Depth/opticalFlow/object segmentation images as visual observation

Unity-Technologies / ml-agents

The Unity Machine Learning Agents Toolkit (ML-Agents) is an open-source project that enables games and simulations to serve as environments for training intelligent agents using deep reinforcement learning and imitation learning.

https://unity.com/products/machine-learning-agents

Other

16.93k stars 4.14k forks source link

Depth/opticalFlow/object segmentation images as visual observation #2644

Closed maystroh closed 4 years ago

maystroh commented 4 years ago

For visual observation, the code supports rendered image(s) from single/multiple cameras, but there is no direct way to get the depth maps. Two issues were closed (#329 and #562) requesting the depth feature. I'm wondering if it is done or not? In addition, I think depth image alone won't be enough to train an agent, rather, it would be great to have the frame stack feature that DeepMind used in the atari games (4 stacked grayscale images).

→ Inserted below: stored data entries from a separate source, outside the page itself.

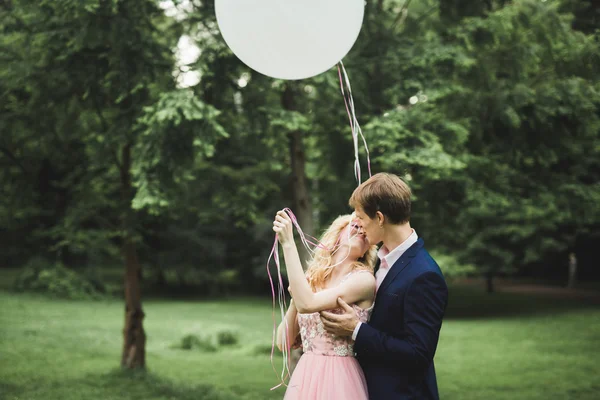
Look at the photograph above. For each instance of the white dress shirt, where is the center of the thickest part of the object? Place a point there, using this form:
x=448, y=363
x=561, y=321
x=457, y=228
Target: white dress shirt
x=388, y=259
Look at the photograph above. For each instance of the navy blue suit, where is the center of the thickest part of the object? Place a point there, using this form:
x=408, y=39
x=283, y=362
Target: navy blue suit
x=396, y=347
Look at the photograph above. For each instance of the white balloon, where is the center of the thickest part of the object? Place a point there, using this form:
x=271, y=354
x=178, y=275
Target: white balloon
x=290, y=39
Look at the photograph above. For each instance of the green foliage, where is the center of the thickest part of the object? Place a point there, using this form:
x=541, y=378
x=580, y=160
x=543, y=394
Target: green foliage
x=55, y=280
x=490, y=111
x=534, y=342
x=195, y=342
x=227, y=338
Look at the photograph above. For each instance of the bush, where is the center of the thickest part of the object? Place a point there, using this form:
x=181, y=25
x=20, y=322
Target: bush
x=227, y=338
x=55, y=280
x=194, y=342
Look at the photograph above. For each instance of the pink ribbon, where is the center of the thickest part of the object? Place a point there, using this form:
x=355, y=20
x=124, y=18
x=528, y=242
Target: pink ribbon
x=308, y=240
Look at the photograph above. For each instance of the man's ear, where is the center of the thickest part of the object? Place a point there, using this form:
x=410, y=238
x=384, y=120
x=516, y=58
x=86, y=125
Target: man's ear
x=380, y=218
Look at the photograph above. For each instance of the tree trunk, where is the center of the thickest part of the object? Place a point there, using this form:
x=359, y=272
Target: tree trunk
x=301, y=204
x=134, y=337
x=572, y=271
x=489, y=280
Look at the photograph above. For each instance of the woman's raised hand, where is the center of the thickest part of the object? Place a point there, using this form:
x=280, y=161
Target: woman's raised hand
x=282, y=226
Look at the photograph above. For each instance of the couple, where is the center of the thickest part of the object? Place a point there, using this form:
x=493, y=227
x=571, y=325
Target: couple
x=365, y=336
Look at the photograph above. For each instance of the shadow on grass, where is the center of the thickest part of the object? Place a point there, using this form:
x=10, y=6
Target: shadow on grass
x=125, y=384
x=466, y=302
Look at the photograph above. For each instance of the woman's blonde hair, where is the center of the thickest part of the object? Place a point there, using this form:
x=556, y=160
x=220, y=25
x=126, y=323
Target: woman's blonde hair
x=319, y=268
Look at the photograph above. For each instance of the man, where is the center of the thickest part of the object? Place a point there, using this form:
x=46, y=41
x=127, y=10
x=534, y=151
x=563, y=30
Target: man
x=396, y=347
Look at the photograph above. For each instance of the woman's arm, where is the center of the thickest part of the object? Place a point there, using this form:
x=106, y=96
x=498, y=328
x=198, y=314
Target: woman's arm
x=356, y=288
x=292, y=324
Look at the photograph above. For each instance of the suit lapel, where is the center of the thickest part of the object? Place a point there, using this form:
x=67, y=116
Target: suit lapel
x=400, y=265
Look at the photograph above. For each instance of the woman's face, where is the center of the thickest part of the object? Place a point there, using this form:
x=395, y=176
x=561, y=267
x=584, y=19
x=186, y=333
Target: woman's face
x=354, y=238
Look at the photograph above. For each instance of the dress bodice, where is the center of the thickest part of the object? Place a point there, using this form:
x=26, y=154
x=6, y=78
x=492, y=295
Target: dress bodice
x=316, y=340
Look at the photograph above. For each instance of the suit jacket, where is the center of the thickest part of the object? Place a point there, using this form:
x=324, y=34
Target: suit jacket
x=396, y=347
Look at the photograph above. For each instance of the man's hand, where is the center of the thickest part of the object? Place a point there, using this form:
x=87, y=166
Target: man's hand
x=340, y=324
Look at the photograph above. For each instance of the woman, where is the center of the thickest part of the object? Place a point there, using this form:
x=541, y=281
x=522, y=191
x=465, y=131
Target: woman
x=342, y=267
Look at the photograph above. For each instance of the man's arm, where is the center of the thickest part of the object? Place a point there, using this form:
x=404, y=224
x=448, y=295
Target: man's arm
x=424, y=307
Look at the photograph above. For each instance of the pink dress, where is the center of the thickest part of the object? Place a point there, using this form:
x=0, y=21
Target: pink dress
x=327, y=370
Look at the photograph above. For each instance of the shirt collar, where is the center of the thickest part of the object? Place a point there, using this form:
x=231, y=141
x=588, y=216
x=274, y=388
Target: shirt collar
x=390, y=257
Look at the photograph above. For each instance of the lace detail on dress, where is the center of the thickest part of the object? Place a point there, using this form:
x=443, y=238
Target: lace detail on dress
x=315, y=339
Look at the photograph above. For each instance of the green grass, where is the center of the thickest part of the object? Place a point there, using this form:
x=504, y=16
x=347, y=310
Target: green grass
x=492, y=347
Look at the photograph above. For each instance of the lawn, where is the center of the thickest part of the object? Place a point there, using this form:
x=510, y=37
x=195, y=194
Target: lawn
x=504, y=346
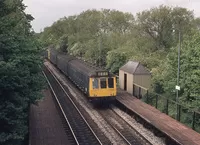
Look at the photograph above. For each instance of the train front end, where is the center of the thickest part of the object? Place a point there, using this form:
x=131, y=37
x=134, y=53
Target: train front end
x=102, y=85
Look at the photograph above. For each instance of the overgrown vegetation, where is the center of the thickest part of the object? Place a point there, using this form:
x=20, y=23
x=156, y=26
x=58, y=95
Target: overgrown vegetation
x=21, y=79
x=109, y=38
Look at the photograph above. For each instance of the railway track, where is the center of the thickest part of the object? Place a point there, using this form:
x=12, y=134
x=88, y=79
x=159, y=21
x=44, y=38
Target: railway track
x=80, y=130
x=126, y=131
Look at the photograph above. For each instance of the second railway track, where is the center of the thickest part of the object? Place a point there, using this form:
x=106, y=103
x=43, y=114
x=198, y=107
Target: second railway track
x=81, y=131
x=128, y=133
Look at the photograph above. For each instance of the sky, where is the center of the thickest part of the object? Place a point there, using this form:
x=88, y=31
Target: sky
x=46, y=12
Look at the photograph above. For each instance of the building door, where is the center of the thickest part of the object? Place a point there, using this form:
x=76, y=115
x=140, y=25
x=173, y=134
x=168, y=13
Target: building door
x=125, y=82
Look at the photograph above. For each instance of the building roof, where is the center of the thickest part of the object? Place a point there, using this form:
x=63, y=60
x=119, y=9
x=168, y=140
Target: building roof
x=135, y=68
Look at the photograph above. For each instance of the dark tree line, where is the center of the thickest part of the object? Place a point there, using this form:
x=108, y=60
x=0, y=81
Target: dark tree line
x=21, y=79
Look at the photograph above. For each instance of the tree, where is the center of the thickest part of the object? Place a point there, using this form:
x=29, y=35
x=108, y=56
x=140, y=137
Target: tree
x=115, y=60
x=189, y=69
x=21, y=78
x=160, y=22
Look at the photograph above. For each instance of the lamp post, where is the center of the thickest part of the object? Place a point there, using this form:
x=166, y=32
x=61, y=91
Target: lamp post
x=177, y=86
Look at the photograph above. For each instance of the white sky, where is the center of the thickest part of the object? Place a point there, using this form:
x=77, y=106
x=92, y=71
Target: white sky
x=46, y=12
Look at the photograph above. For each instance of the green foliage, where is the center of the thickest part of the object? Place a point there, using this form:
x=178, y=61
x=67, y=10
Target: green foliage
x=115, y=60
x=21, y=79
x=189, y=69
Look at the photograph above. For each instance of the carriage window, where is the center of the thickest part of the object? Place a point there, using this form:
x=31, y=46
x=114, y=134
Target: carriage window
x=95, y=83
x=103, y=82
x=110, y=83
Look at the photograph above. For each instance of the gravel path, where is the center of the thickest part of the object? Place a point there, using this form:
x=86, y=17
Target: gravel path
x=46, y=126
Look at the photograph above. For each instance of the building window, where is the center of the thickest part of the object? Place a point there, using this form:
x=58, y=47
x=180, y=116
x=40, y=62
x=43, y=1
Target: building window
x=95, y=83
x=103, y=83
x=110, y=83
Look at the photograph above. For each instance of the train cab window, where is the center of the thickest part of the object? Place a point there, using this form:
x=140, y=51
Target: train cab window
x=110, y=83
x=95, y=83
x=103, y=83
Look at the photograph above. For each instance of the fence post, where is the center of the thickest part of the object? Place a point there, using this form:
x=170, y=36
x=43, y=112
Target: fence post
x=156, y=101
x=147, y=96
x=178, y=112
x=167, y=106
x=193, y=120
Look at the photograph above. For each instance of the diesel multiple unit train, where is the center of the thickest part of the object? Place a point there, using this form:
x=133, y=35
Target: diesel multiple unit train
x=97, y=84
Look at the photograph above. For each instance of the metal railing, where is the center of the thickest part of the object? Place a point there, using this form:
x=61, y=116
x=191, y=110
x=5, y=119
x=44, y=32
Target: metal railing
x=185, y=115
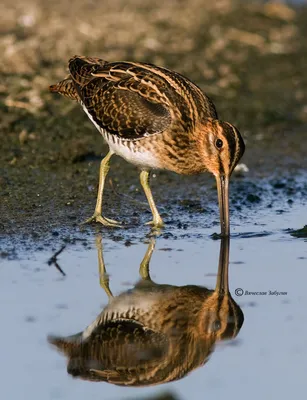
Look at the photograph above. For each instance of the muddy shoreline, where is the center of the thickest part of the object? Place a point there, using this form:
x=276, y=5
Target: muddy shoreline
x=255, y=73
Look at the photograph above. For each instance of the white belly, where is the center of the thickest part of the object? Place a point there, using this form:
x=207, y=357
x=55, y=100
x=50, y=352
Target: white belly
x=130, y=152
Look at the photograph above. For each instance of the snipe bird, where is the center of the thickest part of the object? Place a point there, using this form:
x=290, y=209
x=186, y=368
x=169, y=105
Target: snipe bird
x=153, y=333
x=154, y=118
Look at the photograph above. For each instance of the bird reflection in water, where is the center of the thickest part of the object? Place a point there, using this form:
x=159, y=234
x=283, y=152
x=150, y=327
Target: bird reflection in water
x=153, y=333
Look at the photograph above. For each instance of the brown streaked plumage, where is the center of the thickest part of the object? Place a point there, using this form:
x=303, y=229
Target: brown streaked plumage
x=154, y=118
x=153, y=333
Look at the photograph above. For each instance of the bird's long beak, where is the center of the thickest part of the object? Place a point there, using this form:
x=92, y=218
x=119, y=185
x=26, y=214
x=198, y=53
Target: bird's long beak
x=223, y=194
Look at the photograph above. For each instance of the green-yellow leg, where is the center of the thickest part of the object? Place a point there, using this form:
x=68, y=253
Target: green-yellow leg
x=97, y=216
x=157, y=220
x=144, y=266
x=103, y=276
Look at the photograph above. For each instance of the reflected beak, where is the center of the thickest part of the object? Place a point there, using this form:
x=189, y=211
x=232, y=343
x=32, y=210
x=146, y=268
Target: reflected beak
x=223, y=194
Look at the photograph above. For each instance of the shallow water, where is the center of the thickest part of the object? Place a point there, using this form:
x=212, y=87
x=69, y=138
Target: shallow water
x=266, y=360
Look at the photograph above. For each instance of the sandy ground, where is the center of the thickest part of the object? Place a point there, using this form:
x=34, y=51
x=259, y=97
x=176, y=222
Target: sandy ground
x=248, y=56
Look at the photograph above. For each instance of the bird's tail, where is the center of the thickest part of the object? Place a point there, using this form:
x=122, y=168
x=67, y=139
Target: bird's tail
x=65, y=88
x=66, y=344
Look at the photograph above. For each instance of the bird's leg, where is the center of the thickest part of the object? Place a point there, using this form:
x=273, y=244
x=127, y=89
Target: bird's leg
x=157, y=220
x=103, y=276
x=97, y=216
x=144, y=266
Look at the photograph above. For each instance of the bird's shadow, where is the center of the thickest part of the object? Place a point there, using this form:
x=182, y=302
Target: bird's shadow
x=152, y=333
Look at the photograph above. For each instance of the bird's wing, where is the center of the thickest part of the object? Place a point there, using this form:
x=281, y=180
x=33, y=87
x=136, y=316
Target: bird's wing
x=121, y=99
x=120, y=352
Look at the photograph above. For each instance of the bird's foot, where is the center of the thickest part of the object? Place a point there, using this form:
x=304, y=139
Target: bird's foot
x=103, y=220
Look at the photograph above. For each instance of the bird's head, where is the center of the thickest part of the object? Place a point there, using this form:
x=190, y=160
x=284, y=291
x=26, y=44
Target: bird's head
x=223, y=147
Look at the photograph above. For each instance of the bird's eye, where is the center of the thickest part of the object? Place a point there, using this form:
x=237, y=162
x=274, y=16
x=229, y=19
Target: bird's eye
x=219, y=143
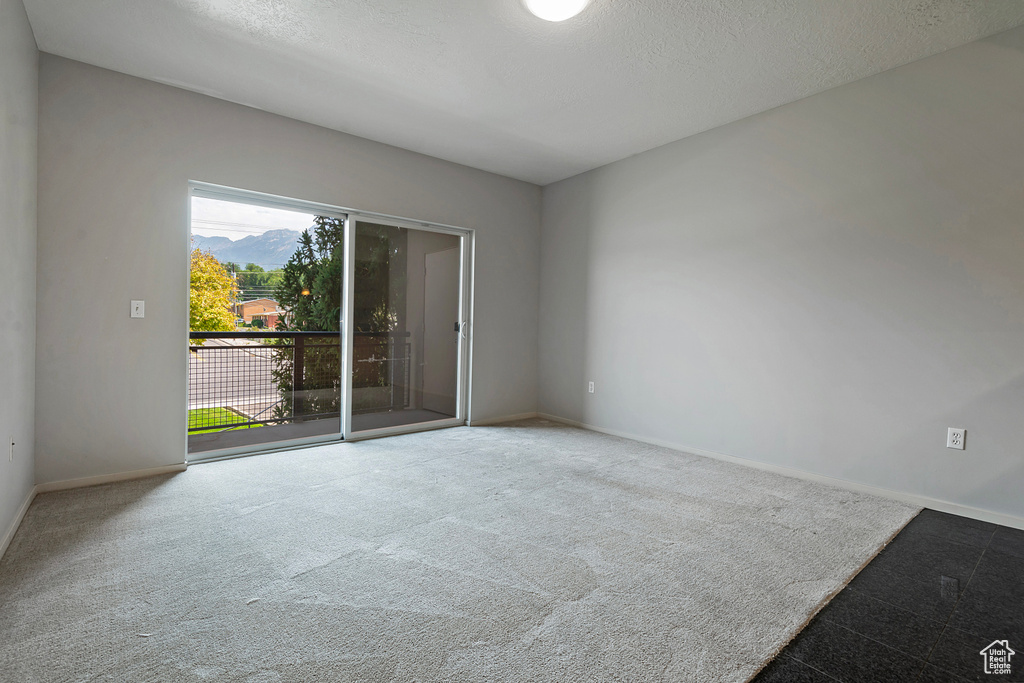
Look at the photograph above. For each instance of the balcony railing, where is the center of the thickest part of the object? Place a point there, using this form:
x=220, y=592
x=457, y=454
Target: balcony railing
x=243, y=380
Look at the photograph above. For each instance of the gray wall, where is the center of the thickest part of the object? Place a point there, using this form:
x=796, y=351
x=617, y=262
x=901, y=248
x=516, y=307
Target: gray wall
x=826, y=286
x=18, y=74
x=115, y=156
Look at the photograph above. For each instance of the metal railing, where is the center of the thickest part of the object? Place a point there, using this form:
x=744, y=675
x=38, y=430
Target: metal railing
x=241, y=380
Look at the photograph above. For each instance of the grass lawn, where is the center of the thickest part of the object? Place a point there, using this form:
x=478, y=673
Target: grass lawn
x=214, y=416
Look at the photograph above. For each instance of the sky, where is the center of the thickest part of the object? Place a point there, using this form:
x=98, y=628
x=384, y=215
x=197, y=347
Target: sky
x=235, y=220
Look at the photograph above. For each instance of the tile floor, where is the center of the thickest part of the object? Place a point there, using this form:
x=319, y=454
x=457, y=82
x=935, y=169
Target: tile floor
x=923, y=610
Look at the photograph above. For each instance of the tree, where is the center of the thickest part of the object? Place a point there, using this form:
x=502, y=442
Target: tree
x=309, y=290
x=211, y=291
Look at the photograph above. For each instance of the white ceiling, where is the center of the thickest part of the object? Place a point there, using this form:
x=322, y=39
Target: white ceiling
x=486, y=84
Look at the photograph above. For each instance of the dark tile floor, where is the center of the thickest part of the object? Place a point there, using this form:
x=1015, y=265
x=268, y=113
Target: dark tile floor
x=923, y=610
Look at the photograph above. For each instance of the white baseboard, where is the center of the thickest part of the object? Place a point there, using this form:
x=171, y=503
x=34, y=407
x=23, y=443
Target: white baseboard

For the first part, I already did an environment that can generate depth/opticalFlow/object segmentation images along with RGB image... something similar to this project but still not sure how can I use these images to train an agent using ml-agents.. I'm looking for hints/tips that can help me understand more what are the things that should be modified in ml-agents to stack multiple images of different type.

Thanks in advance.

chriselion commented 4 years ago

Hi @maystroh, There hasn't been any additional work on this since the previous requests. Someone else asked something similar the other day: https://github.com/Unity-Technologies/ml-agents/issues/2634 (I found the same project that you linked to). As mentioned there, if you can get your results into a RenderTexture, ML Agents will convert it to a bitmap for visual observations.

maystroh commented 4 years ago

@chriselion , Thanks for your reply. Actually, I do have multiple cameras that generate a list of images (one for segmentation, one for depth etc...) is there anyway to stack them during the training? (considering that I'm able to get my results into a RenderTexture)

chriselion commented 4 years ago

There's no support for stacking right now. You'd probably need to do some hacking around how we set up the inputs here https://github.com/Unity-Technologies/ml-agents/blob/9370b635cb52320e0d3b73829d239f1273929021/ml-agents/mlagents/trainers/models.py#L146 and something similar when we read the protobuf and convert to np arrays here: https://github.com/Unity-Technologies/ml-agents/blob/9370b635cb52320e0d3b73829d239f1273929021/ml-agents-envs/mlagents/envs/brain.py#L188-L194

chriselion commented 4 years ago

I've added the request for stacking visual observations to our internal tracker with the ID MLA-52. I’m going to close this issue for now, but we’ll ping back with any updates.

github-actions[bot] commented 3 years ago

This thread has been automatically locked since there has not been any recent activity after it was closed. Please open a new issue for related bugs.